Bo Giertz, the late beloved Bishop of Gothenburg and author of “The Hammer of God” wrote this novel in 1972 long before Sept 11th (coincidentally a chapter title in this book?). Yet the book is written with prescient genius tackling all the hard questions and issues confronting Christians in the west since 9/11: Can a Christian be a soldier? What is Islam? How is it different than Christianity? What is the proper response to aggression? Torture, etc. In tackling these hard questions he writes a superb novel exposing people for who they really are.
If “The Hammer of God” was a narrative exposition the distinction between Law and Gospel then “The Knights of Rhodes” is a narrative exposition of the theology of the cross. Almost nothing goes right for the Knights Hospitallers. As the Ottoman Turks lay siege to their little Island Kingdom under Suleiman’s leadership you see two theologies of glory clash, and the Christians lose. In the process you see the Christian characters as sinful men, adulterers, connivers, ambitious, racist, and revilers. They aren’t exactly Sunday school heroes, but they are real men, real Christians, and real heroes through whom Bo Giertz exposes the human condition raw and laid bare in the midst of war, ugly for all to see. Yet for all the ugliness the story is sublime as Christ, the Cross, and the forgiveness of sins are brought to the fore.
Today it is common for western citizens to denounce the crusades, and the crusaders as barbaric. Here you see another side. There is no hagiography here, but you see these men for all their faults as lovers of their countries and western civilization, defenders of their countrymen, and faithful Christians. Perhaps you may develop a fondness for these men who gave their lives to defend if not our values today, the environment in which these values developed. One might say they lost. For sure they lost their city, their fame, wives, children, goods, and for many even their own lives in the face of defeat. Yet, as they fell back and retreated to Malta, these men halted or at least slowed the militant advance of Islam for all their efforts. Had they folded easily the renaissance, the reformation, the scientific and cultural advances of the west may never have happened. Religious freedom and tolerance may not be known at all in the world, as they are still unknown in many parts of the world, where peace and life may not be valued as much as we in the West think they ought to be either.
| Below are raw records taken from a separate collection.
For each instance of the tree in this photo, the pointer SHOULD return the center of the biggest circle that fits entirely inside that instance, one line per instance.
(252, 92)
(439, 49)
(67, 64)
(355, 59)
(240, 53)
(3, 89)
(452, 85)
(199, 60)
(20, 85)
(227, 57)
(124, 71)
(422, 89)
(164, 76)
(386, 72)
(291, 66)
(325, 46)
It has been my joy to translate this book little by little over the last couple years. I thank Birgitta and Martin Giertz for their permission to publish this translation. Thanks are also due to Laura, my wife, who has to put up with my nose in a book for days on end. My congregation, First Lutheran in Tooele Utah, you might say has been a patron of this translation also. I never exactly asked for the time to translate, but they have provided it for me nonetheless. They are a wonderful congregation, patient, loving, and generous. I am indebted to them, and so are the readers of this book.